In Hatcher's Notebook, Gen. Julian Hatcher describes working up National Match ammunition one year (the Frankford Arsenal used to roll all the ammunition used at the National Matches back when they were still considered a function of military practice for civilians that might one day be drafted) with powder candidates that boiled down to a long grain and a short grain powder, both similar to what later became IMR 4320. The powder metering on the arsenal loading machines could hold the short grain to an extreme spread of 0.6 grains in charge (+/- 0.3 grains), while it could only hold the long grain version to an extreme spread of 1.7 grains (+/- 0.85 grains). The former is decent even by modern commercial standards, but the latter is well below what home reloading measures today will do. Nonetheless, he said that in machine rest test firing, the coarse grain loads, with all that variation, produced consistently more accurate ammunition than the more accurately metered fine grain loads, and was selected to load that year's National Match ammunition.
Hatcher said some know-it-all at the matches that year pulled down enough of the ammunition to discover the wide charge variance, and declared that it was no good. This fellow conveniently ignored the fact several records were set with it that year. Hatcher believed the accuracy had to do with the superior ignition characteristics of the coarse grain, which lets the flame front move freely through the large spaces between the grains. The explanation goes no further, though others have observed some of the IMR powders seem to be less "pressure sensitive" than some others. The ability of IMR 4895 to produce accurate ammunition even in load densities as low as 60% being one of the better known examples.
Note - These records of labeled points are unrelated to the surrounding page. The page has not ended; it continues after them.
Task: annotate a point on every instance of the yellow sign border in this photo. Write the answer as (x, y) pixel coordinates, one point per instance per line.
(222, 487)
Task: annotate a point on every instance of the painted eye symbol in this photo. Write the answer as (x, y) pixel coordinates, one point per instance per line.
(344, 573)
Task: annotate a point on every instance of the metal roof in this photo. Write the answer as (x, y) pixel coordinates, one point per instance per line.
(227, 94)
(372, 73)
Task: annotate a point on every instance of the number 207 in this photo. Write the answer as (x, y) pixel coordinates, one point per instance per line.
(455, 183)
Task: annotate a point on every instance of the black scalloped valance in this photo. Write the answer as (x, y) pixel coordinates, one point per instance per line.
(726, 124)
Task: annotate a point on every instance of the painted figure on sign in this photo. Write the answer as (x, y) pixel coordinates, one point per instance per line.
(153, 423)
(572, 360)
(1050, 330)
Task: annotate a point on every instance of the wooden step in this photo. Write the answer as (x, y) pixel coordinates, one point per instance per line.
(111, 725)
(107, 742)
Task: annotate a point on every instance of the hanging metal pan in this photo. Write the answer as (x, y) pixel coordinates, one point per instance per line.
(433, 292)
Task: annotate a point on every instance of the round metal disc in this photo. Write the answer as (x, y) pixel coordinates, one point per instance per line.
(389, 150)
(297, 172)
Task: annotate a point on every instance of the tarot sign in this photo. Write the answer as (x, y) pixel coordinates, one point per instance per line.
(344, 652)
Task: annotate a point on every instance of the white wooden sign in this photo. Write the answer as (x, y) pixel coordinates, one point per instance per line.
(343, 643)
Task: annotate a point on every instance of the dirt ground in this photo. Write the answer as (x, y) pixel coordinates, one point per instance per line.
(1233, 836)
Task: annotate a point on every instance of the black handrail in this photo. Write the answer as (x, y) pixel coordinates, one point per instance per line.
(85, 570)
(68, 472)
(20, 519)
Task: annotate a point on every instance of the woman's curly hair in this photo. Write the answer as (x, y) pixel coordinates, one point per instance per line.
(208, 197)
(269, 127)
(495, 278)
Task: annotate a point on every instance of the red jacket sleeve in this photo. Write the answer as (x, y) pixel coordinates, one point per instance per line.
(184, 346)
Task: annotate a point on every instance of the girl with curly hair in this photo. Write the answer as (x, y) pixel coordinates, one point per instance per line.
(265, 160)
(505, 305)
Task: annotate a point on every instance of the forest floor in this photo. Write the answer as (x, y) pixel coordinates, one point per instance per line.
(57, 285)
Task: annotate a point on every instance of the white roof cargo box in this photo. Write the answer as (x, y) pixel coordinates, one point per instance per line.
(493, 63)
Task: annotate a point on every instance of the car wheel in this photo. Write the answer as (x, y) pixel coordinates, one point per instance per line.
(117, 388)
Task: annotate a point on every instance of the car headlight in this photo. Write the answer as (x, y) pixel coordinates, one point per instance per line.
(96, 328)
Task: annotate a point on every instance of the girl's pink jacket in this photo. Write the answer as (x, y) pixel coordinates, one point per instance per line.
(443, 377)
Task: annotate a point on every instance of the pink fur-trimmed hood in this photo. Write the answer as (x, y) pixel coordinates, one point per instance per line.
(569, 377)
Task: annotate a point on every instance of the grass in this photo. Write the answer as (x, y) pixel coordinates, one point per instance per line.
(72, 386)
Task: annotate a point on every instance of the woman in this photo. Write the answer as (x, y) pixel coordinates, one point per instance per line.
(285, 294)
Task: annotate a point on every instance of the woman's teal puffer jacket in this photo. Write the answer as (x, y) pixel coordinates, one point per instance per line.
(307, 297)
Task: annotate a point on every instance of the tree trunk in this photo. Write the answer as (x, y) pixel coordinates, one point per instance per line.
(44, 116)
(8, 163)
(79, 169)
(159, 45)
So, you can't be sure without testing in your gun which powder cut will really do best? You'll have to run them side by side. My concern about the SC and SSC versions of some popular powders has been that they were concessions to complaints by fellows like the one who pulled the ammo at the national matches in Hatcher's tale, and not that they actually demonstrate better shooting performance. But that could also be wrong. Like all things for reloading, you just have to do a side by side with your loads and equipment to see how they do for you, and not for some theoretical consideration?
Sierra's manual lists only the IMR 4831 SC version with the 130 grain SBT, but the load should apply to both. If you have both powders the lot numbers will be different, so they would have to be worked up separately if you want to compare the two? [EDIT: BAD DATA REMOVED per error noted in following posts] In Winchester cases with Winchester WLR primers, seated to 3.300" COL, they list H4831 SC 52.1 to 59.2 maximum. The load was developed in a Savage 116, and not a test barrel, so the chamber was not likely a minimum chamber. That means, if your chamber is tight chamber its maximums may be lower. I would be tempted, for that reason, to start at more like 61 grains, just to be sure, and watch carefully for pressure signs during load work up.